Comme un certain nombre de commandes, Get-Service n'est rien de plus que l'adaptation d'une autre commande utilisant ici WMI et la classe Win32_Service. Nous allons donc rechercher à l'aide de WMI le service Thèmes à l'aide d'un filtre, puis nous verrons ce que nous pouvons en tirer.
Observez d'abord la syntaxe de la commande de filtre, vous verrez qu'elle diffère de ce que Powershell propose d'habitude.
$themeswmi = Get-WmiObject Win32_service -filter 'NAME = "Themes"'Pourquoi 'NAME = "Themes"' et non pas l'habituel 'NAME -eq "Themes"' ?
Tout simplement parce que les filtres de Get-Wmiobject n'utilisent pas Powershell mais un autre langage, syntaxé différemment, le WQL (Wmi Query Language).
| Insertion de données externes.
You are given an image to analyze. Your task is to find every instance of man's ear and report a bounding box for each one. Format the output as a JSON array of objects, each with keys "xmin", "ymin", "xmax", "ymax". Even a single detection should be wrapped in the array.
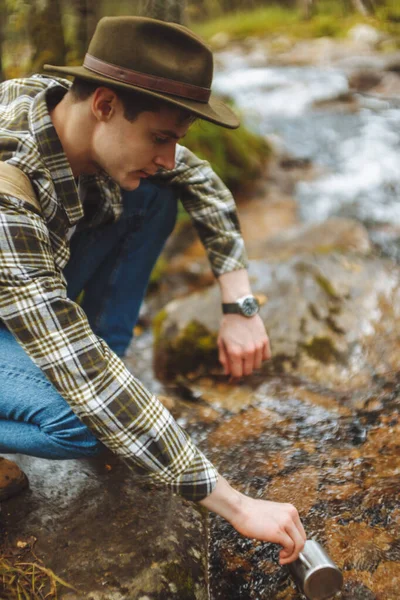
[{"xmin": 91, "ymin": 87, "xmax": 118, "ymax": 121}]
Je vous invite à vous rendre sur cette page afin d'en savoir plus sur la manière de faire des requêtes en WQL. Maintenant, regardons le résultat d'un get-member sur notre variable issue d'une requête WMI.
Nous y trouvons une propriété nommée "Startname", qui contient le nom de l'utilisateur lançant le service.
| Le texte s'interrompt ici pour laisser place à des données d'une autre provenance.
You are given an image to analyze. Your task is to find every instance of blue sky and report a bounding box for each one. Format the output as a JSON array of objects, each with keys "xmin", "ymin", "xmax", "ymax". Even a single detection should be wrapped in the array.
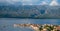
[{"xmin": 0, "ymin": 0, "xmax": 60, "ymax": 5}]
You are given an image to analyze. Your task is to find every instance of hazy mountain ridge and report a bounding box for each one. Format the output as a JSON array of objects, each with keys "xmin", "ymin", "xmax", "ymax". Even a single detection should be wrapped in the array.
[{"xmin": 0, "ymin": 5, "xmax": 60, "ymax": 18}]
Ainsi, d'une simple commande, il nous est facile d'obtenir l'intégralité des services utilisant un compte précis. Il est a noter également qu'il est plus pratique d'utiliser le filtre sur la requête WMI plutot que de faire un Where-Object sur le contenu de la variable renvoyée, car le paramètre -filter de Get-Wmiobject est BEAUCOUP PLUS RAPIDE que le Where-Object, pour la simple et bonne raison que Where-object va filtrer l'intégralité du resultat du Get-Wmiobject (ce qui nécessite donc que Get-Wmiobject récolte l'intégralité des résultats), alors que le paramètre -filter va ne selectionner qu'une partie des objets correspondants au filtre.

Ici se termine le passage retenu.